Per pancetta intendo quella del maiale detta anche rigatino, da noi alla Coop si vende sempre tagliata fine fine e possibilmente magra per lardellare gli arrosti, ma non più di 80-90 g per volta, un vero proprio rompimento di scatole per noi addetti visto che essendo molto impepata sopra e con un cotenna dura, fra prenderla pulirla metterla sull’affettatrice tagliarla e confezionarla e poi pulirci le mani e la lama perdiamo tempo per pochi centesimi, ma quest’anno in cima alla montagna, un gruppo di eletti, mi ha fatto vedere quale è il vero utilizzo della pancetta l’eccellenza per la quale è nato questo cibo.
Dopo ore di cammino in cerca di funghi con la gerla e il paniere pieni, ma nello stomaco due mele per colazione e nella testa tutti i buoni propositi salutisti, incontriamo un gruppo di cacciatori al passo dei colombi, tutti intorno ad un bel fuoco sullo scollino della montagna.
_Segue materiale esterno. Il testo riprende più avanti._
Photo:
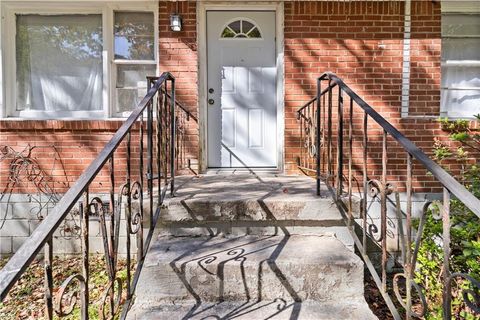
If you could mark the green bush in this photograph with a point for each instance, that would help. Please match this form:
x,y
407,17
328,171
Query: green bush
x,y
465,226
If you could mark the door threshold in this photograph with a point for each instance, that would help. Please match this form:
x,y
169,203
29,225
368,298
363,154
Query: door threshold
x,y
229,171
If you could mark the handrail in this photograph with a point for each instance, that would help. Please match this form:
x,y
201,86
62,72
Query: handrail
x,y
327,127
157,98
438,172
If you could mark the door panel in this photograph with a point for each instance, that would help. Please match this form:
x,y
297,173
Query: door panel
x,y
242,113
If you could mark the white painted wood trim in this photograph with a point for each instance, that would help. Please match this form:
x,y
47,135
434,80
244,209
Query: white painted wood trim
x,y
406,59
460,6
2,36
106,9
202,8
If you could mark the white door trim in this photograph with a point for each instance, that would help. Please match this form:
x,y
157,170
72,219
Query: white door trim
x,y
202,8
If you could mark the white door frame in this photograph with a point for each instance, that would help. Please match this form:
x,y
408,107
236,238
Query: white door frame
x,y
202,8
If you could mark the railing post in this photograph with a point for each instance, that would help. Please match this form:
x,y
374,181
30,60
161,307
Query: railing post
x,y
383,231
329,132
409,265
317,135
84,216
339,144
150,160
365,182
172,137
350,160
48,278
447,292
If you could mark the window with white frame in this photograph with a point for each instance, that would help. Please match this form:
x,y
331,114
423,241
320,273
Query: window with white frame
x,y
460,65
134,57
75,63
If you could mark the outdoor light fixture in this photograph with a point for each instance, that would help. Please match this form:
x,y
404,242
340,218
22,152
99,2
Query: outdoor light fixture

Sorridenti e felici in piedi con il pane in mano ci accolgono sorridendo, li guardo in faccia e riconosco tre miei paesani, li saluto e mi avvicino al fuoco, poi sposto lo sguardo sul pane che hanno in mano: due fettine fini di un centimetro circa e dentro una fetta alta due dita di …… pancetta o rigatino come dir si voglia, e loro la tagliavano a tocchetti con il coltello richiudibile da contadino e la gustavano così bella bianca come la neve dall’aria gustosissima. Mi guardano, forse il mio sguardo è stato più che eloquente, mi chiedono “ Ne vuoi?” ed io pensando all’ultima mela che ho nella tasca “ No, no grazie”.
Una lacrima silenziosa mi scende sulla guancia.